Paul Ricard's sausage kerbs were a concern from the outset of Friday's opening day of running in France, with Valtteri Bottas and Max Verstappen damaging their cars after running beyond the rumble strip and over the yellow kerbs that act as a physical limit to the track.

Mercedes sporting director Ron Meadows and his Red Bull counterpart Jonathan Wheatley radioed in to race director Masi during the sessions to draw the latter's attention to the damage, both material and financial, caused by the kerb elements.

The topic was tabled during Friday evening's drivers' briefing but no action was taken on Saturday, save for a minor update in the race director's note that added extra track limits monitoring at Trun 6 in addition to Turns 1-2, 3-5 and 8-9.

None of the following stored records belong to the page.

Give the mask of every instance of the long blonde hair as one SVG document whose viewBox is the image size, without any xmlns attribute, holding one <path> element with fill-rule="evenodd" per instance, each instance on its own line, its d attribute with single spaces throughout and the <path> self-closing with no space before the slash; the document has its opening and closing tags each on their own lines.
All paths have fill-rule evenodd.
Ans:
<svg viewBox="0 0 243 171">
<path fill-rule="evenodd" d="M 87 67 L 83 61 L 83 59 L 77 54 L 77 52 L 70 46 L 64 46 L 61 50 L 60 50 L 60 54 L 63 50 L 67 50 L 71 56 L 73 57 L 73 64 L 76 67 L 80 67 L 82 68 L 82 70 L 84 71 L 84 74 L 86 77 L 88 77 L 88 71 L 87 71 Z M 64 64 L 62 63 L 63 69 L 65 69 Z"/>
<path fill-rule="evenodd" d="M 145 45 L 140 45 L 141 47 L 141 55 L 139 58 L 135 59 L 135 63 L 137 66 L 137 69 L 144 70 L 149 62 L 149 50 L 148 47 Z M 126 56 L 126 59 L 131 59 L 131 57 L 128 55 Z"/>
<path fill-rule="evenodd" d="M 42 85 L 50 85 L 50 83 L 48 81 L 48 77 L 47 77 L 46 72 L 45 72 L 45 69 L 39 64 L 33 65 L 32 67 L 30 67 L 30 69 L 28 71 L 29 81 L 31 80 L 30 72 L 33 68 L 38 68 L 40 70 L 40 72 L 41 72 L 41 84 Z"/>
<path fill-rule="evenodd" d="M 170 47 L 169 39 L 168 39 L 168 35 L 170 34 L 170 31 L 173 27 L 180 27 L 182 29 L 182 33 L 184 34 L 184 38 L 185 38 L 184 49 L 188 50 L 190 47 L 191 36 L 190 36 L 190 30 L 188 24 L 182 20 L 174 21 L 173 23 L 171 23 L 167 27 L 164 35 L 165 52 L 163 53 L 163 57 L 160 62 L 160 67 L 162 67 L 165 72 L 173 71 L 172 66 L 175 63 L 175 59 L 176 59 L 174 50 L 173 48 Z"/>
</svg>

Mercedes boss Toto Wolff said that any subsequent car damage was simply an extra cost added to a team's overall expenses in the context of F1's budget cap.

"We are really tight on what we can spend under the cost cap regulations," said Wolff, quoted by "And if you're losing a floor because of a sausage kerb, that's frustrating.

"But it's nobody's fault. Just together I think we just need to come up with solutions that prevent cars going offline too much. And on the other side, don't break the chassis.

"Electronic monitoring is not great, visual monitoring is not great. I think you have to have factors that create a cost to running wide, but preferably not a financial cost.

"Maybe you're stuck in a gravel bed, and that would be back to the simplistic solutions. But having said that, the simplistic can also create complications in terms of safety, for example."

Red Bull team boss Christian Horner believes the concept of gravel traps should be revisited.

"I think it is important to find a balance," he said. "The problem is that the way that the kerbs are laid out there, they're not immediately visible to the drivers, so it is sort of inviting you to go there.

"It would just be nice if we found something that didn't do quite as much damage to the car, that there was a time penalty.

"This is why I think probably gravel is a better longer term way to go, that there is a physical penalty, other than just smashing up front wings, which, in a cost cap world, is obviously very expensive."